Por: Soledad Alatorre

Hace unos días empezó la Feria del Libro de la Universidad Autónoma de San Luis Potosí, en la cual hay actividades culturales, presentaciones de libros y otras actividades. Este 18 de marzo, será presentado el libro Sur Carolina, escrito por Octavio Guerrero Torres, quien conversó con La Orquesta acerca de su trayectoria en las letras.

Octavio dijo que su primer libro consta de ocho cuentos con un léxico que oscila entre español y el inglés, en el que aborda temáticas vinculadas con la migración y los oficios de quienes buscan una mejor vida en Estados Unidos.

Guerrero contó que empezó a escribir el libro un verano que estaba en Estados Unidos, a raíz de cosas que vivía y veía, “un domingo me desperté muy temprano y desde antes tenía la idea de escribir un cuento, ese día salió el primero, brotaron y cuando regresé a la Facultad de Humanidades después de las vacaciones escribí los demás con ayuda de maestros y compañeros.
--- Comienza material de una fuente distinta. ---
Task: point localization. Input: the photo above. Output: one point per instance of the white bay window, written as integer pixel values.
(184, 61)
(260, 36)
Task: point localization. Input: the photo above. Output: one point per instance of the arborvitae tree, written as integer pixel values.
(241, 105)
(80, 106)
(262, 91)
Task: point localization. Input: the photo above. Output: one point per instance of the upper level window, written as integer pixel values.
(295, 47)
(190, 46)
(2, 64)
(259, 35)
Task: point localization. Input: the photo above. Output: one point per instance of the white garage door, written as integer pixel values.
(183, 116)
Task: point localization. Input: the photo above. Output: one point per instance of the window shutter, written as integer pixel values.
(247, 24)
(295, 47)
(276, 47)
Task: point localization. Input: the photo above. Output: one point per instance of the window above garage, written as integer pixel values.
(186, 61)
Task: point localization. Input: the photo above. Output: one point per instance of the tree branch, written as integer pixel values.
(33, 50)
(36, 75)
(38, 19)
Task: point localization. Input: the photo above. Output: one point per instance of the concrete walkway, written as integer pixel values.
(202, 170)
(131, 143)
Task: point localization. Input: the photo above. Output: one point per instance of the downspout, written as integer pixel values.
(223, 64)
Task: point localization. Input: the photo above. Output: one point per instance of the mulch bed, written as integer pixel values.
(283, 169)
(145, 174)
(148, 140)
Luego me fui de intercambio a España con el esbozo del libro y una amiga me pasó la convocatoria del premio Federico García Lorca de la Universidad de Granada, lo gané y así pude publicarlo”.

Octavio Guerrero también explicó cómo fue su acercamiento a la literatura: “en segundo semestre de preparatoria tuve a David Ortiz Celestino como profeso, nos encargó leer a Carlos Velázquez con el texto “La marrana negra de la literatura rosa”; además, mis dos compañeras Mariana y Sarahí siempre estaban leyendo y me prestaron un libro de Nicholas Sparks, así empecé en la literatura y mi primer relato lo escribí a los 17 años

”.

El autor estudió en la Facultad de Economía de la UASLP durante dos años, pero finalmente migró a la Facultad de Humanidades y encontró Lengua y Literatura Hispanoamericanas: “no tenía idea de que se trataba, solo quería seguir leyendo y que de eso se tratara mi educación”.
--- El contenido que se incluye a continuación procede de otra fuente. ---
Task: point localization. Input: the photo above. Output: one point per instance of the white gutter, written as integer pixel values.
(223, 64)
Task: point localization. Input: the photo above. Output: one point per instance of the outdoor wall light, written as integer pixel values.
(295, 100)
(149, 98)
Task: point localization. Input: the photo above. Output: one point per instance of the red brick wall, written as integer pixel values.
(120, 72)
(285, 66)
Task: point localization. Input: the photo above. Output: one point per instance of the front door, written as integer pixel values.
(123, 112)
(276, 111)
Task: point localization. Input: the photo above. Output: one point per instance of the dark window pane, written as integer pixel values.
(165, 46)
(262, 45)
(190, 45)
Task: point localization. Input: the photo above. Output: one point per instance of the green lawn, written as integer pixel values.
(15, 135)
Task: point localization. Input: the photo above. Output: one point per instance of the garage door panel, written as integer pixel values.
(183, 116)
Sobre la presentación que tendrá este viernes en la Feria del Libro apuntó: “estoy agradecido con la oportunidad de presentar el libro, era algo con lo que soñaba, algún día poder sacarlo adelante y quería hablar de migración desde otro sitio y dejar mi marca”.

Finalmente, el escritor invitó a todas las personas interesadas en conocer su libro a asistir a la presentación y contactarlo por redes sociales para compartirles el texto de forma digital.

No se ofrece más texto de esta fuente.